Expand description
§Truston
A high-performance Rust client library for NVIDIA Triton Inference Server.
Truston provides a type-safe, ergonomic interface for communicating with Triton Inference Server via its REST API. It supports multiple data types, seamless NDArray integration, and async operations.
§Features
- Type-safe inference: Strongly-typed input/output handling with compile-time guarantees
- Multiple data types: Support for all Triton data types (INT8, INT16, INT32, INT64, UINT8, UINT16, UINT64, FP32, FP64, BOOL, STRING, BF16)

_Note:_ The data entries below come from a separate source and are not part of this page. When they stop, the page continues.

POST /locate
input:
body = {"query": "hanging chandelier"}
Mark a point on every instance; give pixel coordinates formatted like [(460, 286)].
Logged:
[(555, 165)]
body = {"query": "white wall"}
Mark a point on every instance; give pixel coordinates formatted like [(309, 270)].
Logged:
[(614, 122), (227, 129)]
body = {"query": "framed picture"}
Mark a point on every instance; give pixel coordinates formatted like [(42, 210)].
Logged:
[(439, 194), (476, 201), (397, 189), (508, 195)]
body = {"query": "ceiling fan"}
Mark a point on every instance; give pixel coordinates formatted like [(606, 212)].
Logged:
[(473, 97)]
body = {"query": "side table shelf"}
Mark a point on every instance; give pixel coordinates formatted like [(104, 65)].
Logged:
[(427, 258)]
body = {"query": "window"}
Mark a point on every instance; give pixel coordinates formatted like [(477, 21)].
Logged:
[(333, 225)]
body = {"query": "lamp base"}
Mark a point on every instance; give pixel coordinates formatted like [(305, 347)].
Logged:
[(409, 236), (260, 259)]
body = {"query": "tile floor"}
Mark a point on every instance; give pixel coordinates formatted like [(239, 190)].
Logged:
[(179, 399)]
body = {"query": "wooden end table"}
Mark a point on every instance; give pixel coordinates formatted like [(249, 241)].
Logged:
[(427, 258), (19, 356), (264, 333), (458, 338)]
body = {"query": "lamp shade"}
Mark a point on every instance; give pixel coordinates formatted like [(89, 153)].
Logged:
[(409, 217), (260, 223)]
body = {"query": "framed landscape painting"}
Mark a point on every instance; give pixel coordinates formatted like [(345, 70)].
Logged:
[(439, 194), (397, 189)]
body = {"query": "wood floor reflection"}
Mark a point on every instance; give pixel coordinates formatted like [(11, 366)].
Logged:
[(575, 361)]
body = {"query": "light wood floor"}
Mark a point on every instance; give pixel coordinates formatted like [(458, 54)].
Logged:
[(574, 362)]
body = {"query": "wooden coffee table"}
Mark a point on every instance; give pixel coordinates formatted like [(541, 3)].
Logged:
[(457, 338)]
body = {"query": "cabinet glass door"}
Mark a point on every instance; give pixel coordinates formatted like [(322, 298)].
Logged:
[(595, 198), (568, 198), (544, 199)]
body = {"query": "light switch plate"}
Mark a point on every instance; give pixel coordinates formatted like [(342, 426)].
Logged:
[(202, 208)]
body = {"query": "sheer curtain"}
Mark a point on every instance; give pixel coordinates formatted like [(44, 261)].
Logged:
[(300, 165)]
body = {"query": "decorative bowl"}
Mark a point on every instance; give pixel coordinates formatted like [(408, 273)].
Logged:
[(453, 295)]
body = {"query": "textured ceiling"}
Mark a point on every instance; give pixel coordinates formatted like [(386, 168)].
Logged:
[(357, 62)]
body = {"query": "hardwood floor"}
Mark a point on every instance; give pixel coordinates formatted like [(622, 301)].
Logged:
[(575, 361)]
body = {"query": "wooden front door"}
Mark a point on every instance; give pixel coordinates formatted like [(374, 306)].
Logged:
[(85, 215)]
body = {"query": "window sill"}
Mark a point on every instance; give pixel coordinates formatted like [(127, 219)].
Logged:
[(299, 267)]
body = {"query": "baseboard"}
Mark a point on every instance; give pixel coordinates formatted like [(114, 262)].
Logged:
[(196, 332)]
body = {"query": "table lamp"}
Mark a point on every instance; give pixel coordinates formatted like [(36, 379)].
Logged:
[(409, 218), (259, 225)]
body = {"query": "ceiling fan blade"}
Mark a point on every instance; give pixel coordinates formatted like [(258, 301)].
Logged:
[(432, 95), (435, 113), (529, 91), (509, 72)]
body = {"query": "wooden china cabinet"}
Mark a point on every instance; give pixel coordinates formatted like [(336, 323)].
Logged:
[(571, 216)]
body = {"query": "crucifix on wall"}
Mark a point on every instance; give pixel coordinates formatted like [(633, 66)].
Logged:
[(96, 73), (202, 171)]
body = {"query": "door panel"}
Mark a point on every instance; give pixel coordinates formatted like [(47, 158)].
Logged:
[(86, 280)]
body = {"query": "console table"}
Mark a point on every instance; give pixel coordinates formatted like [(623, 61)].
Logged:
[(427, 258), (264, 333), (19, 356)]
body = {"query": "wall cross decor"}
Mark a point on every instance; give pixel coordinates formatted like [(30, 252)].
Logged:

- NDArray integration: Direct conversion between
ndarray::ArrayD
and Triton tensors - Async/await: Built on
tokio
for efficient concurrent operations - Error handling: Comprehensive error types with context
§Quick Start
use truston::client::triton_client::TritonRestClient;
use truston::client::io::InferInput;
use ndarray::ArrayD;
#[tokio::main]
async fn main() -> Result<(), Box<dyn std::error::Error>> {
// Create a client
let client = TritonRestClient::new("http://localhost:50000");
// Check if server is alive
let is_alive = client.is_server_live().await?;
println!("Server is alive: {}", is_alive);
// Prepare input data
let input_data: ArrayD<f32> = ArrayD::zeros(ndarray::IxDyn(&[1, 224, 224, 3]));
let input = InferInput::from_ndarray("input", input_data);
// Run inference
let results = client.infer(vec![input], "my_model").await?;
// Access results
for output in results.outputs {
println!("Output: {} with shape {:?}", output.name, output.shape);
}
Ok(())
}
§Creating Inputs
§From NDArray
use truston::client::io::InferInput;
use ndarray::array;
let arr = array![[1.0, 2.0], [3.0, 4.0]].into_dyn();
let input = InferInput::from_ndarray("my_input", arr);
§From Raw Vectors
use truston::client::io::{InferInput, DataType};
let data = DataType::F32(vec![1.0, 2.0, 3.0, 4.0]);
let input = InferInput::new(
"my_input".to_string(),
vec![2, 2], // shape
data
);
§Handling Outputs
let results = client.infer(vec![input], "my_model").await?;
for output in results.outputs {
// Convert to vector
if let Some(vec) = output.data.as_f32_vec() {
println!("F32 output: {:?}", vec);
}
// Convert to ndarray
if let Some(arr) = output.data.to_ndarray_f32(&output.shape) {
println!("Array shape: {:?}", arr.shape());
}
}
§Supported Data Types
Rust Type | Triton Type | DataType Variant |
---|---|---|
bool | BOOL | DataType::Bool |
u8 | UINT8 | DataType::U8 |
u16 | UINT16 | DataType::U16 |
u64 | UINT64 | DataType::U64 |
i8 | INT8 | DataType::I8 |
i16 | INT16 | DataType::I16 |
i32 | INT32 | DataType::I32 |
i64 | INT64 | DataType::I64 |
f32 | FP32 | DataType::F32 |
f64 | FP64 | DataType::F64 |
String | STRING | DataType::String |
u16 (raw) | BF16 | DataType::Bf16 |
§Error Handling
All operations return Result<T, TrustonError>
for proper error handling:
let client = TritonRestClient::new("http://localhost:50000");
match client.is_server_live().await {
Ok(true) => println!("Server is ready"),
Ok(false) => println!("Server is not ready"),
Err(TrustonError::Http(msg)) => eprintln!("Connection error: {}", msg),
Err(TrustonError::ServerError{status: code, message: msg}) => {
eprintln!("Server error {}: {}", code, msg)
}
Err(e) => eprintln!("Error: {:?}", e),
}
§Requirements
- Triton Inference Server (any version supporting v2 REST API)
§License
Licensed under either of Apache License, Version 2.0 or MIT license at your option.
Re-exports§
pub use client::triton_client::TritonClient;
pub use client::triton_client::TritonRestClient;
pub use client::io::DataType;
pub use client::io::InferInput;
pub use client::io::InferOutput;
pub use client::io::InferResults;
pub use utils::errors::TrustonError;
Modules§
Functions§
- init_
tracing - Initialize tracing subscriber for logging.